2 mars (Reuters) – Le géant pétrolier public saoudien Aramco (2222.SE), a fermé sa raffinerie de Ras Tanura après avoir été touché par un drone, a déclaré lundi une source industrielle, ce qui semble indiquer une escalade au troisième jour des frappes lancées par Téhéran dans toute la région en réponse à l’attaque américano-israélienne contre l’Iran.
Le complexe de Ras Tanura, situé sur la côte du golfe Persique, abrite l’une des plus grandes raffineries du Moyen-Orient, avec une capacité de 550 000 barils par jour (bpj), et sert de terminal d’exportation essentiel pour le pétrole brut saoudien.
Ras Tanura a été fermé par mesure de précaution et la situation est sous contrôle, a déclaré la source. Deux drones ont été interceptés dans l’installation, et les débris ont provoqué un incendie limité, a déclaré le porte-parole du ministère saoudien de la Défense sur la chaîne de télévision Al Arabiya, ajoutant qu’il n’y avait pas eu de blessés.
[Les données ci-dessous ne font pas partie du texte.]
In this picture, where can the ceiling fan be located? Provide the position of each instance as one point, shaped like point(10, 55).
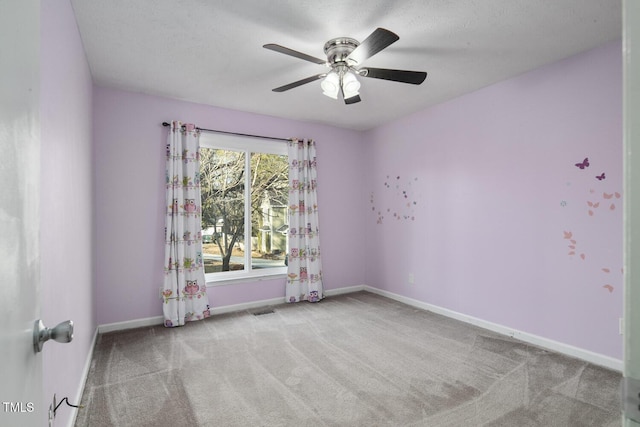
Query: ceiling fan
point(344, 58)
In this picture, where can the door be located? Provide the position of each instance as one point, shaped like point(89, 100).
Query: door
point(631, 89)
point(20, 367)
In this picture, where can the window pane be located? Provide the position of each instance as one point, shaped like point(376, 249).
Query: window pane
point(222, 180)
point(269, 201)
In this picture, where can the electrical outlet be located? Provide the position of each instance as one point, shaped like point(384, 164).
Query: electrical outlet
point(621, 326)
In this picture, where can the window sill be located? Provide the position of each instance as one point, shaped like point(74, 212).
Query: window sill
point(248, 278)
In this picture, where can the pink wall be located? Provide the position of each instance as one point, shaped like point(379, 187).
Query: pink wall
point(66, 241)
point(129, 175)
point(491, 188)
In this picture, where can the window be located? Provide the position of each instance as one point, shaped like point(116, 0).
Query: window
point(244, 184)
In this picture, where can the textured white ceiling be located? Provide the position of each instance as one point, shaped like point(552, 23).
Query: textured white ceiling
point(211, 52)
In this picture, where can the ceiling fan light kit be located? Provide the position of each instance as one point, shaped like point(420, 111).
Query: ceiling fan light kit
point(344, 56)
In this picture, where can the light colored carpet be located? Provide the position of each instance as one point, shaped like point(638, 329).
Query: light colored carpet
point(352, 360)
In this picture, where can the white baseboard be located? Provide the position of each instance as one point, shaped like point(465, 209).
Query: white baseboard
point(569, 350)
point(346, 290)
point(159, 320)
point(130, 324)
point(83, 379)
point(578, 353)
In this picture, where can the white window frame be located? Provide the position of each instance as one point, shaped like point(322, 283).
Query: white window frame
point(247, 145)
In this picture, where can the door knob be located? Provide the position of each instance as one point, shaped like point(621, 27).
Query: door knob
point(63, 332)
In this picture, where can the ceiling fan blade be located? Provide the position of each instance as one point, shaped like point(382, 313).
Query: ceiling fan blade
point(373, 44)
point(291, 52)
point(402, 76)
point(298, 83)
point(352, 100)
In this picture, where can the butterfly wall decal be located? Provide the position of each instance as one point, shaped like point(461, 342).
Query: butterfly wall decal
point(584, 164)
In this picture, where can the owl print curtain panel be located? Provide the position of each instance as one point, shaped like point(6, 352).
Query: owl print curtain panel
point(184, 292)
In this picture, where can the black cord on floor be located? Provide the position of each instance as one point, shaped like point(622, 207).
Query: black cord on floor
point(68, 404)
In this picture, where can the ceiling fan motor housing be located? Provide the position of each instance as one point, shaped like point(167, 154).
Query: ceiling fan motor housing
point(338, 49)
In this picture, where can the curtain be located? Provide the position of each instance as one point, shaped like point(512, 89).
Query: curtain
point(184, 292)
point(304, 273)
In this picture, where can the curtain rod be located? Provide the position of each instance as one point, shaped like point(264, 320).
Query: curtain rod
point(234, 133)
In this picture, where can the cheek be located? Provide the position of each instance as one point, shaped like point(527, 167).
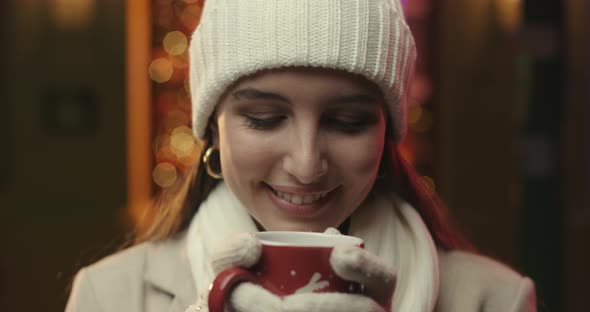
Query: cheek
point(242, 151)
point(361, 156)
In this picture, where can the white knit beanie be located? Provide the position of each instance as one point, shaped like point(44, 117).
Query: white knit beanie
point(237, 38)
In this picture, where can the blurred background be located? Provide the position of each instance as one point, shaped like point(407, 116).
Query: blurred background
point(95, 120)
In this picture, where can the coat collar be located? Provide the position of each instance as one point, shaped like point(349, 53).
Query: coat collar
point(168, 270)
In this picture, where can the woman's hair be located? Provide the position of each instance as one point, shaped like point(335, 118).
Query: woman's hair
point(177, 204)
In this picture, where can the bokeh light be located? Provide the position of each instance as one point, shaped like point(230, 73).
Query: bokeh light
point(73, 13)
point(175, 43)
point(182, 141)
point(164, 174)
point(161, 70)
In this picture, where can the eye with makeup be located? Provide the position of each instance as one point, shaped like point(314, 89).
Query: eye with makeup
point(350, 123)
point(263, 121)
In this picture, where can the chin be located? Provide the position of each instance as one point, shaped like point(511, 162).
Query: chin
point(295, 226)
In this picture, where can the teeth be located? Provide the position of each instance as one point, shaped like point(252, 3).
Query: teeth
point(299, 200)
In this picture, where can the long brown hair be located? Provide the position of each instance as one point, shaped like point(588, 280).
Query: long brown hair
point(177, 204)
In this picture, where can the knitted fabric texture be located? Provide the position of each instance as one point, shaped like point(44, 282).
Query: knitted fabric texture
point(237, 38)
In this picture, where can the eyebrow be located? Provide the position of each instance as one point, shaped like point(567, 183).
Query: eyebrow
point(256, 94)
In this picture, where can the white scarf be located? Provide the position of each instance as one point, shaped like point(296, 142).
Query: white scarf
point(390, 227)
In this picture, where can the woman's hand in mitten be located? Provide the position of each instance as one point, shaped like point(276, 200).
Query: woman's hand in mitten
point(354, 264)
point(244, 250)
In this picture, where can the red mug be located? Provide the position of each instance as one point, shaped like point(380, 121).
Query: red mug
point(291, 262)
Sa fermeture risque d’aggraver les inquiétudes liées à l’approvisionnement, car le trafic maritime dans le détroit d’Ormuz, par lequel transite environ un cinquième de la consommation mondiale de pétrole, est pratiquement à l’arrêt depuis que des navires ont été attaqués dimanche dans ses environs. Les contrats à terme sur le Brent ont bondi d’environ 10 % lundi.
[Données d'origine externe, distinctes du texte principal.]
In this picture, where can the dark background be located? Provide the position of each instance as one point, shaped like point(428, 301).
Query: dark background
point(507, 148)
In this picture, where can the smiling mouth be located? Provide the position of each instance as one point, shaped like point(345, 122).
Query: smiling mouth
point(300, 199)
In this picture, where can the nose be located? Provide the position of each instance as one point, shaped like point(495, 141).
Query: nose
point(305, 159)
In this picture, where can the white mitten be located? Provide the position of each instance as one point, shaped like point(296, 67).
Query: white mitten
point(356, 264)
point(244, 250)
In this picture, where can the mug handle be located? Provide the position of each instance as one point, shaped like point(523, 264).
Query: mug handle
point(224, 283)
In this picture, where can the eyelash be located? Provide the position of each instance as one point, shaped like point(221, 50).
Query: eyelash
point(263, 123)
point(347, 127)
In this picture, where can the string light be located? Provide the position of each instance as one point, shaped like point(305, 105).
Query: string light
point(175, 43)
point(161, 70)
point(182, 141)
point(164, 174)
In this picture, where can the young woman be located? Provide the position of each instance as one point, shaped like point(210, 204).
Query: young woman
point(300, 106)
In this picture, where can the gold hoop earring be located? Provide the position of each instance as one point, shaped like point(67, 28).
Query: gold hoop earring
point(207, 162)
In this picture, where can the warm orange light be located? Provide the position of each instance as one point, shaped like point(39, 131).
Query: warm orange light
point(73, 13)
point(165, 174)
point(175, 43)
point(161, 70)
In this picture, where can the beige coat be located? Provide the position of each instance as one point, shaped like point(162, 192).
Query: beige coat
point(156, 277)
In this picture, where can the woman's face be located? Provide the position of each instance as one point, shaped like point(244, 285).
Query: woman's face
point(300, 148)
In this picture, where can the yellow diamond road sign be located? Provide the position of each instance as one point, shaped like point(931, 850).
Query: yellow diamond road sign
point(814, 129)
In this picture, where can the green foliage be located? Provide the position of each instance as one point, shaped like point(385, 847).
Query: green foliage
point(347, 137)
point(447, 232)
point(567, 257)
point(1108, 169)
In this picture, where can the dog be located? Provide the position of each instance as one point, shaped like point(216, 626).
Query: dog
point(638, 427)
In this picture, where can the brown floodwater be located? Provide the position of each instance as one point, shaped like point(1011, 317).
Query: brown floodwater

« L’attaque contre la raffinerie saoudienne de Ras Tanura marque une escalade significative, les infrastructures énergétiques du Golfe étant désormais clairement dans le collimateur de l’Iran », a déclaré Torbjorn Soltvedt, analyste principal pour le Moyen-Orient chez Verisk Maplecroft, une société spécialisée dans l’analyse des risques.
« Cette attaque devrait également inciter l’Arabie saoudite et les États voisins du Golfe à se rapprocher des opérations militaires américaines et israéliennes contre l’Iran. »
Cette attaque de drones s’ajoute à une vague d’attaques dans la région, notamment à Abu Dhabi, Dubaï, Doha, Manama et le port commercial de Duqm à Oman. La plupart des installations de production pétrolière de la région du Kurdistan irakien, qui exportait environ 200 000 barils par jour vers la Turquie en février, ont été fermées pendant le week-end par mesure de précaution, ont déclaré les opérateurs sur le terrain.